A TIME footnote brought an unexpected endorsement for Congressman John Kennedy, running for the Senate in Massachusetts. The footnote described one of Kennedy's wartime experiences as a Navy lieutenant, when his PT boat was split in two by a Japanese destroyer. Since then, Kennedy has heard from Kohei Hanami, who wrote: "When I read the TIME magazine of Aug. 18, which mentioned the battle in question, my memory being refreshed, I can vividly recall what happened . . .

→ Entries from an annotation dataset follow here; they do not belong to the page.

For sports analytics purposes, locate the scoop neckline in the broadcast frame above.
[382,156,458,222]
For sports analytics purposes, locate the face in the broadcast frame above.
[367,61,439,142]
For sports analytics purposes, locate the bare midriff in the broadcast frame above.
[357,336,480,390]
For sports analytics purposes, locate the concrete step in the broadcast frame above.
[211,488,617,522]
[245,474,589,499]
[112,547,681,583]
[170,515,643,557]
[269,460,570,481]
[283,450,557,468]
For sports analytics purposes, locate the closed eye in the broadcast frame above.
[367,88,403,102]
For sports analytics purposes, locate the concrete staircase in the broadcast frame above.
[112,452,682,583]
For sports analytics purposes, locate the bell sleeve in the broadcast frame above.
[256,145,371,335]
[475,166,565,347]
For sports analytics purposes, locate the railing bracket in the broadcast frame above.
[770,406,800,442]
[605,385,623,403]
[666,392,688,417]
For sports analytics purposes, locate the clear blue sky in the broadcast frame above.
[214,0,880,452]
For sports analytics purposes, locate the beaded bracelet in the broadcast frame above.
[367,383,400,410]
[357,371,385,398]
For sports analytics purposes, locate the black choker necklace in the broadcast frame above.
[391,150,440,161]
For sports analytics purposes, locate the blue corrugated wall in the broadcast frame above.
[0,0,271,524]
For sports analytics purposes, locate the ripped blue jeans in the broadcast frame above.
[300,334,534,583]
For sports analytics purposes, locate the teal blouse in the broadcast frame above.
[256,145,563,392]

"In one of the night battles in early August 1943, I sighted a bold enemy boat of small size heading directly toward my destroyer of a larger type. Having no time to exchange de gunfires . . . my destroyer had to directly hit the enemy boat, slicing it in two. This boat happened to be the PT boat which was under your command.

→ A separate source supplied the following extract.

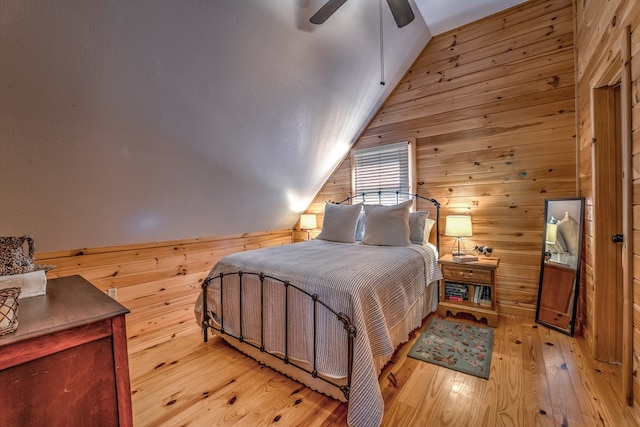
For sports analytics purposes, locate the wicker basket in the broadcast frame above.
[0,288,21,336]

"I take this opportunity to pay my profound respect to your daring and courageous action in this battle, and also to congratulate you upon your miraculous escape under such circumstances. "I come to know from TIME that you are going to run for the next election of Senators. I am firmly convinced that a person who practices tolerance to the former enemy, like you, if elected to the high office in your country, would no doubt contribute ... to the promotion of genuine friendship between Japan and the U.S."

When I wrote you last spring about TIME'S book, They Went To College, I may have indicated that it was the last word on the U.S. college graduate. Now it appears that the book is, in one respect at least, only the second-last word. The book (and TIME'S review of it as well) called Brown University one of "20 famous Eastern colleges," failed to include it as a member of the Ivy League. Brown is in the Ivy League, and the editors of the Brown Daily Herald have now had the last word. In an almost-forgotten TIME style which no ordinary college student would be old enough to remember, they wrote : "From Providence, R.I. last week came disgruntled sounds as upperclassmen and beaniebearing freshmen arrived on College Hill. Strange to say, the clamor arose not from students remembering a short summer, but from those remembering a long, hard winter at the hands of redcovered TIME. Said one senior: 'Where does young (1923) up-startish TIME get off snubbing old (1764) historic Brown University?' . . . Diagnosis: Timenmity . . ." TIME was wrong. So was the Herald's diagnosis.